Gabriel Klein has been sentenced to life in prison with no eligibility for parole for 16 years for the second-degree murder of 13-year-old Letisha Reimer in 2016.
In sentencing Wednesday morning, B.C. Supreme Court Associate Chief Justice Heather Holmes also sentenced Klein to seven years for the aggravated assault of Reimer's friend, referred to as "EI" throughout the case, to be served concurrently.
Klein, now 26, also received seven years' credit for time served while awaiting trial.
The Crown argued at a sentencing hearing last month that Klein should serve at least 18 years before he could apply for release, while his lawyer said parole eligibility should be set at 12 years.
Reimer's father, who spoke at the sentencing hearing in June, expressed doubts that Klein would receive a fit sentence for the damage caused to his family by his daughter's death.
Klein was diagnosed with schizophrenia in the months after he stabbed the girls several times but was rejected for a defence of not criminally responsible because of a mental disorder.
Holmes ruled that Klein could serve his time at Pacific Institution, a treatment centre for offenders in Abbotsford, where he could receive better medical care for his mental illness. However, she said she makes no formal recommendation on where Klein should be placed, because she said it would run the risk of suggesting that Klein should have priority over others, if space at Pacific Institution is limited.
In delivering her sentence, Holmes said Klein's moral culpability is high and not only affected his victims, and their family and friends, but also destroyed the school community's sense of security.
"The victim impact statements, and there are many, make clear that she was valued as a very special person, joyful, filled with laughter, poised and confident, kind-hearted and caring, generous as a volunteer, devoted to her family, a wonderful soul with a beautiful smile, fun to be with, willing to be goofy and in an unbearable irony, full of life,'' Holmes said.
"The effects of losing her are many, wide and profound.''
Holmes said the aggravating circumstances in this case "are many," and are "very significant." She said the fact that there were two victims, who were children, and the profound, in one case final, effects on the victims all played into her sentencing decision.
She also noted that the attack happened in a school, "a place that society counts on to be a safe haven."
Klein's family history was noted as a mitigating factor, along with his "relatively" young age at the time of the attack.
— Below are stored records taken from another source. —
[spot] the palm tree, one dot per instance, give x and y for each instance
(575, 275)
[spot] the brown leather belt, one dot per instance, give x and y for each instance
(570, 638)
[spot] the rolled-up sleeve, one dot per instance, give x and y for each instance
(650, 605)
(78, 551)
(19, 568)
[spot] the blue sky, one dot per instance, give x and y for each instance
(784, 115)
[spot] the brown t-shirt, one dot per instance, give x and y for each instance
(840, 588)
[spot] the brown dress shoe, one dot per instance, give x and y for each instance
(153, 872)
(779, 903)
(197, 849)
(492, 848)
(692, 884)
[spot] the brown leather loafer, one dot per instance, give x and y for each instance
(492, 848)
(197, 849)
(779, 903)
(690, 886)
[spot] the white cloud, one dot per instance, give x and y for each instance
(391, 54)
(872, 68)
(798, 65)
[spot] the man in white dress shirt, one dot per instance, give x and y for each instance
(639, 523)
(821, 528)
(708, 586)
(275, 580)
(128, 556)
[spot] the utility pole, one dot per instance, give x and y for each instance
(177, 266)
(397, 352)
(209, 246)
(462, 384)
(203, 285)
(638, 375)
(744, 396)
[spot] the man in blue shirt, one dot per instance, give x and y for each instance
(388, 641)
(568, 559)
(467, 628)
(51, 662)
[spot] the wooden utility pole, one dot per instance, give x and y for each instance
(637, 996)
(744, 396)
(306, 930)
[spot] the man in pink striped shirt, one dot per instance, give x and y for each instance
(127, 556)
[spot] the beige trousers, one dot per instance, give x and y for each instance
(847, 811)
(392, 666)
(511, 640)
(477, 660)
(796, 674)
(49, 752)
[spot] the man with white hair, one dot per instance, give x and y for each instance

Holmes ordered that Klein provide a DNA sample for analysis and that he will be unable to possess firearms or ammunition for the rest of his life.
Holmes also ordered that there be no communication of any kind between Klein and EI.
Kleins's lawyer, Martin Peters, said Holmes made a careful, balanced decision, and agrees that her ruling is "fair."
"He's going to be in jail for a long, long time, and, you know, if he's not a model prisoner, he will stay in jail," Peters said.
"He is serving a life sentence, and a life sentence really does mean a life sentence unless the parole board determines that your risk of reoffending is minimal and warrants a release."
Family calls for review of justice system
In a statement released by Reimer's mother, Ellie Reimer, following the hearing, she said that while no amount of jail time will bring her daughter back, she's grateful for the court's decision.
"This was a long, heavy journey that was made more difficult by a process that was tilted to the whims of the criminal and yet, the love of family, friends and complete strangers helped lighten our load," Ellie Reimer said.
She called on the government to review the court system and ensure that victims are not re-traumatized as they make their way through legal proceedings.
"Letisha always wanted to help, so if there is any good that can come from all of this, then let it be that we are improving our community, assisting others, and working to ensure similar tragedies never happen again."
Ellie Reimer also called on the media to "be better," and said that the re-airing of video footage from Reimer's last moments alive was unnecessary.